You may experience issues with VLAN interfaces.

See Table 7-3 for possible causes and solutions.

Symptom    The VLAN interface is down.

Table 7-3 The VLAN Interface is Down

Symptom
Possible Cause
Solution

The VLAN interface is down.

The VLAN does not exist.

Use the show vlan CLI command to determine if the VLAN exists. Use the vlan CLI command to create the VLAN.

 

No interfaces on the VLAN are in the STP forwarding state.

Use the show vlan internal vlan-info CLI command to check the operating state of the Spanning Tree Protocol (STP). Configure STP so that at least one interface goes into the STP forwarding state.

 

One or more services prevented the VLAN interface from coming up.
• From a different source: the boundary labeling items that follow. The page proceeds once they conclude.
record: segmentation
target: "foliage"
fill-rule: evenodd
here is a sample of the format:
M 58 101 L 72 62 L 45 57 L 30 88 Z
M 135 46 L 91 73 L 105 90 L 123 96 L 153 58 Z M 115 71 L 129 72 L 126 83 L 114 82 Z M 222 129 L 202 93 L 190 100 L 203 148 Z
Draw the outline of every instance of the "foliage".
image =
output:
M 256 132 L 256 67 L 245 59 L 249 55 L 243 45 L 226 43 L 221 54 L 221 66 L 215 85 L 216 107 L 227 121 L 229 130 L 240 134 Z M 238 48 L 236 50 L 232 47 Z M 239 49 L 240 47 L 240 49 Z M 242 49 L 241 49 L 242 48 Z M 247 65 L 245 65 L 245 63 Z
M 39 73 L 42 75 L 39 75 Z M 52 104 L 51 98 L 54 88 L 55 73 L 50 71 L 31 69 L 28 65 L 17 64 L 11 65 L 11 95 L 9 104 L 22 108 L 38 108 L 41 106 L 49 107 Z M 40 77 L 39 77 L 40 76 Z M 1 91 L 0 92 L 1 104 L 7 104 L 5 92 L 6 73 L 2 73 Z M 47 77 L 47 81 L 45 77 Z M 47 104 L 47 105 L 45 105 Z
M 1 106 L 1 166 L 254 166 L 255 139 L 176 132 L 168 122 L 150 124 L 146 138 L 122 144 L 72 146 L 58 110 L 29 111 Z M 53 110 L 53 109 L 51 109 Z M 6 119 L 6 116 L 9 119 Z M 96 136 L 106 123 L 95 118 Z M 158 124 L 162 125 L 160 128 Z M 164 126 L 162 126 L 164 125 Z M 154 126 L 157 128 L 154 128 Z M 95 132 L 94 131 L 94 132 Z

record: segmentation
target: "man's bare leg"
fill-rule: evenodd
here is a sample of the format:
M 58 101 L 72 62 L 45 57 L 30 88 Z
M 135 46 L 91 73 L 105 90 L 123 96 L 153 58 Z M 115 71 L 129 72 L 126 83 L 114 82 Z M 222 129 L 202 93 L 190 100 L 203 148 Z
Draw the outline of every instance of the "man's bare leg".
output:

Use the show vlan internal vlan-info CLI command to determine the state of the VLAN interface. If the state is oper-es, use the show tech-support interface vlan CLI command to gather more information.

 

The VLAN is a secondary VLAN.

Use the show vlan internal vlan-info CLI command to determine the state of the VLAN interface. Change the VLAN to a primary or user VLAN.

 

The interface is in the wrong VRF.

Use the show vrf interface CLI command to determine the interface that the VLAN interface is assigned to.